The compiler ensures we can't accidentally share the buffer unsafely. When we need to break the rules, unsafe blocks make it explicit and auditable.

Zero-Cost Abstractions

Rust's abstractions compile down to the same code you'd write by hand. Take iterators:

// High-level, readable code
let sum: u32 = sensor_readings
    .iter()
    .filter(|r| r.is_valid())
    .map(|r| r.value)
    .sum();

// Compiles to the same assembly as:
let mut sum = 0u32;
for reading in sensor_readings {
    if reading.is_valid() {
        sum += reading.value;
    }
}

On embedded targets where every cycle counts, this is crucial.

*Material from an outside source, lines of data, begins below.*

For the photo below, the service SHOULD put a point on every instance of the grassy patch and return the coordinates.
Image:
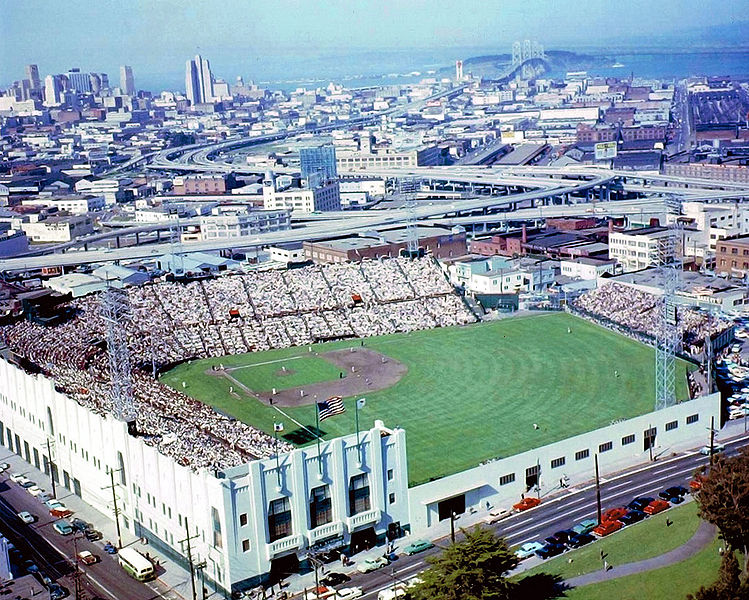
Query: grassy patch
(669, 583)
(643, 540)
(472, 393)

The Embedded Rust Ecosystem

The ecosystem has matured significantly:

  • embedded-hal: Hardware abstraction layer traits
  • RTIC: Real-time interrupt-driven concurrency framework
  • defmt: Efficient logging for constrained devices
  • probe-rs: Debug probe support

Example: GPIO with embedded-hal

use embedded_hal::digital::v2::OutputPin;

fn blink<P: OutputPin>(led: &mut P, delay: &mut impl DelayMs<u32>) {
    led.set_high().ok();
    delay.delay_ms(500);
    led.set_low().ok();
    delay.delay_ms(500);
}

This code works on any microcontroller with an embedded-hal implementation.

Challenges and Trade-offs

Rust isn't perfect for embedded. The challenges:

  1. Learning curve: Ownership and lifetimes take time to master
  2. Ecosystem gaps: Some peripherals lack drivers
  3. Binary size: Needs careful configuration for tiny targets
  4. Team adoption: Finding Rust-skilled embedded developers is harder

My Recommendation

For new safety-critical projects, seriously consider Rust. The upfront investment in learning pays dividends in:

  • Fewer runtime bugs
  • More confident refactoring
  • Better concurrency handling
  • Clearer code intent

For existing C/C++ codebases, consider Rust for new modules or safety-critical components. The FFI is excellent.

Conclusion

Rust is transforming how we think about systems programming. In embedded systems, where bugs can have physical consequences, Rust's guarantees are invaluable. The future of safe, reliable embedded systems is being written in Rust.